My God, she is absolutely exquisite, like a bruised flower that’s somehow more striking though it’s marred. Heat blazes in my chest and spreads through my body, reminding me of the countless times I’ve indulged in her beauty. Her sweetness and her deep, endless passion are still in there somewhere, lurking in the part of her mind that’s been locked away.

Her gaze is steady, and it seems she’s holding her breath as I fight my yearning body’s needs. “Trust me,” I urge in a soft voice. Remember me. Love me. Accept me. Make me whole again because it would be too fucking cruel to ask me to live without you.

Her eyes close before she winces, touching a tentative hand to the back of her head. “It hurts.”

I don’t know whether this is a means of changing the subject or breaking the tension that’s grown between us, but I’m willing to go along if it means easing her pain. “Let’s get you out of here. Once you’re home, you can take a pill and go to sleep.”

I hold out a hand, expecting her to place hers on top.

Shouldn’t I know better by now?

Instead, she stands on her own, gripping the straps of her bag. The same bag I packed for her before taking her to the safe house after I killed the assassin my father sent to the shithole apartment she wants so badly to return to. Completely unprotected and in need of much more security measures than I could reasonably get away with without raising red flags

As if I would let her return there.

I withdraw my offered hand, fighting the burning sting of rejection. “I’ll get you a wheelchair.”
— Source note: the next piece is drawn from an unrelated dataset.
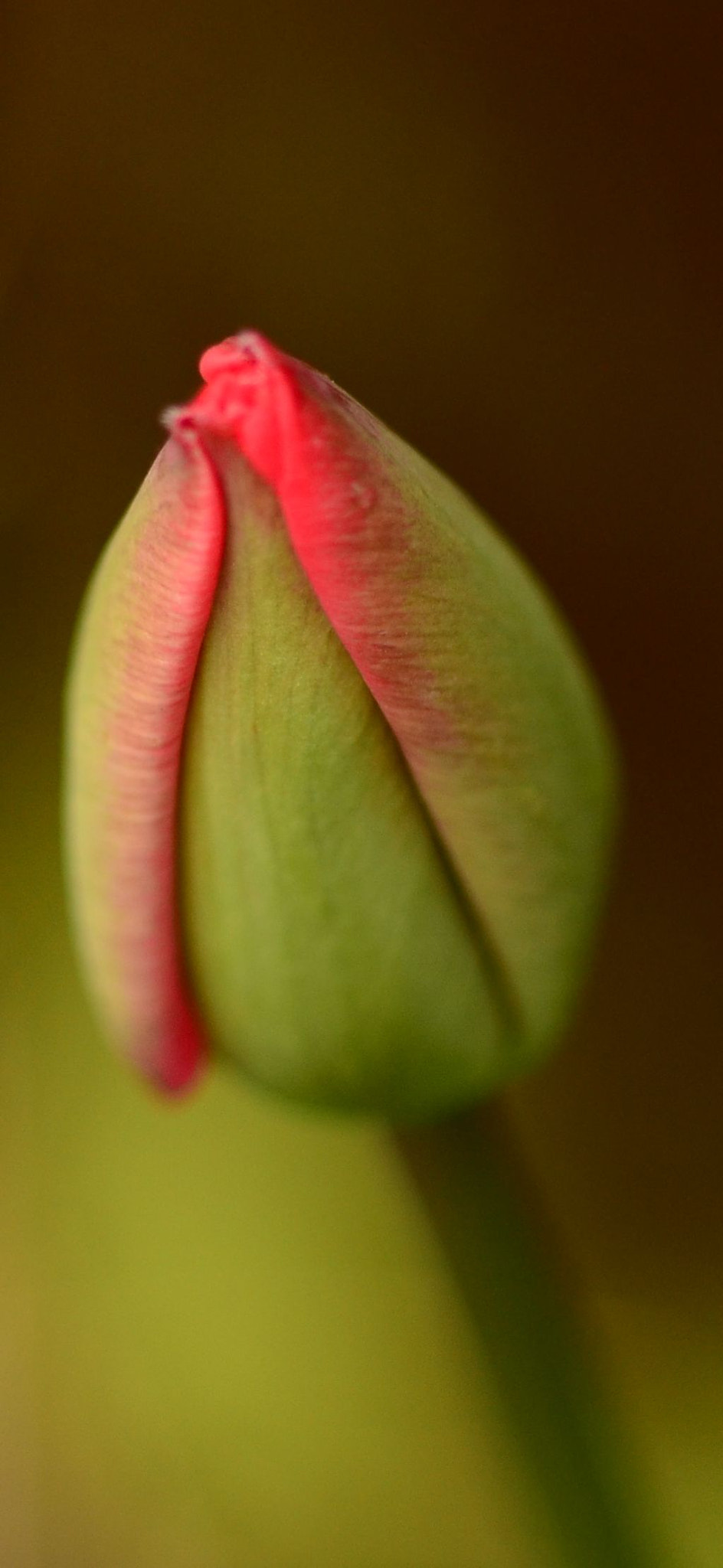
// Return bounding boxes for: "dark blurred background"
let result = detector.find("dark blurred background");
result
[0,0,723,1568]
“I don’t need a wheelchair,” she grumbles, her teeth clenched like the stubborn brat she can be. “I just need a dark room and some quiet.” Yet, for all her bravado, she sways once she gets on her feet. I reach out to her, supporting her thin body before it hits the floor, and my heart leaps for joy.

Here she is…

… in my arms.

Gasping, going stiff, and recoiling like my touch burns. “I’m fine. But maybe I could use a wheelchair, after all.” She grunts as if the admission disappoints her, taking a seat on the bed while I go out to the hall to ask Bruce to grab a chair.